初めに伝わる真美さんの恐怖。底知れない不安。それをかき分け、もっと深いところにある歪な感情。
(……っ!見つけた!)
真美さんとは違う人物の感情の先端。見つけた手掛かりを切らないように、細い糸を慎重に手繰り寄せる。
深い意識の中に流れる別の感情に耳を傾け、ここにいた人物の感じていたものを全て受け入れるように。
(これはなんだ…?怒りじゃない、恐怖でもない、別の感情…。
愛情にも似た…強い執着。姿の見えないこの人物の持つ、ゆがんだ宗愛…。)
まるで自分の感情のように、自分が相手になったかのように。
境界が曖昧になり、自分の輪郭がぼやけていく。
「……ゃ、…もや!………共哉!!」
叫ぶ陽真の声に呼び戻されるように意識が戻る。共哉は全身からひどく汗をかいており、呼吸も荒い。
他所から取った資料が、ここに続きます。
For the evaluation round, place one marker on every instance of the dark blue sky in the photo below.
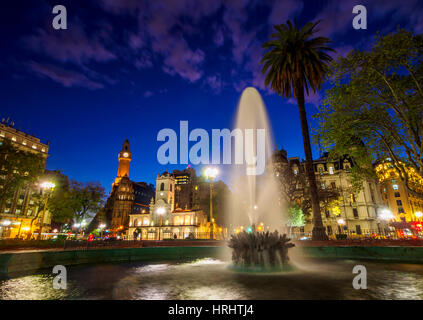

確かにここにあるはずなのに、意識が混合していてはっきりしない。
(見られている…、逃げなければ――!…逃げる?どこに、何から逃げるんだ…。俺は一体――)
共哉の目はどこか虚ろで、腕をだらんと下に垂らしたまま、力なく空虚を見つめていた。
「あの…何か分かったんでしょうか…」
「すみません、山本さん。今日はこれで失礼します。また明日伺わせていただいてもよろしいですか?」
共哉を一刻も早くこの場から連れ出すべきだと判断した陽真は、何が起きたのかわからず青い顔でこちらを見る依頼人を目で制し、簡易的な処理を手早く済ませ足早に玄関へ歩いていく。
「一応視線が気にならなくなるようにはしておきましたが、あくまで一時的なもの。また明日、改めてお話を伺わせてください!」
陽真は投げ捨てるようにそう伝えると、共哉の腕をひっつかみ、返事も聞かずに勢いよく扉を閉め歩き出した。